(The following is a Part 2 of a series on how the strategic enrollment management industry is putting higher education at risk. Be sure to also read the informative Series Introduction as well as Part 1, Treating Adolescent Decision-Making as Linear.)
Not Adequately Testing Models in Real World Scenarios
Simply put, prediction is a method for using known information about the past to estimate a similar outcome in an unknown future. In practice, this involves fitting a mathematical equation to a set of historical data, and then applying that same equation to data for which the outcome is still unknown.
The challenge, of course, is that the outcome in the future is likely to be similar, but not identical, to the outcomes of the past. Therefore, it is necessary to build a model that is closely aligned with the historical data but not too closely aligned. This process is called “specifying” or “fitting” a model, and a clothing metaphor is apt.
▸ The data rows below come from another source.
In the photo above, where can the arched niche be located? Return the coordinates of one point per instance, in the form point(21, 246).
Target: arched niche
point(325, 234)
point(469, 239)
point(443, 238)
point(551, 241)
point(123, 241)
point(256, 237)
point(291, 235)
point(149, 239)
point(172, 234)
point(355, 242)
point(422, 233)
A model that is “underfit” to your data is like a baggy sweatshirt; its fit is too general to show off a great body. A model that is “overfit” is like a neoprene wetsuit leaving very little room for adjustments (and less to the imagination). The former will not take full advantage of the predictive power of the data, and the latter will take so much advantage that it falls apart when it is applied to data it hasn’t seen before.
So how do we solve this problem? Glad you asked.
In the world of enrollment prediction, the body of historical data is called the training set — in that the modeler uses it to “train” the model to know what to expect when it comes time to consider new data at prediction go time. But, how do you choose how much data to use for model specification and how do you know how well the model performs?
The method to which we are partial starts with historical data of no less than three years, which is then sub-divided into a training set and a testing set that is considered a “holdout” because it is completely firewalled from the data used to build the model. Once the model is trained, the model then gets a dry run on the holdout set and thus provides us a deep understanding of that model’s accuracy, which can help us make the model even better.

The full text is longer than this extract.